A petição que originou o Recurso Extraordinário julgado por Mendes foi apresentada pelo Banco do Brasil e pela Advocacia-Geral da União (AGU). O banco e a instituição pública encarregada de representar a União no campo judicial alegaram que o prosseguimento das ações individuais já ajuizadas e o cumprimento das sentenças judiciais já proferidas "têm desestimulado a adesão dos poupadores" ao acordo assinado pela AGU, Federação Brasileira de Bancos (Febraban) e entidades representativas de consumidores, como o Instituto Brasileiro de Defesa do Consumidor (Idec) e a Frente Brasileira Pelos Poupadores (Febrapo).

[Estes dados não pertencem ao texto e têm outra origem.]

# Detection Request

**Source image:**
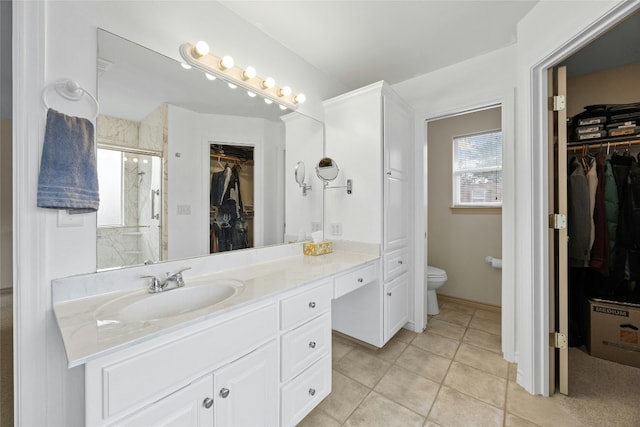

Assinado no fim de 2017 para tentar pôr fim a uma disputa judicial que se arrasta há décadas nos tribunais de Justiça, o acordo foi homologado pelo STF em março deste ano. Ele vale para quem já tinha ingressado com ação judicial individual ou coletiva a fim de reaver as perdas financeiras decorrentes da entrada em vigor dos planos econômicos Bresser (1987), Verão (1989) e Collor 2 (1991), ou para seus dependentes, e que optasse por aderir ao acordo homologado pelo STF.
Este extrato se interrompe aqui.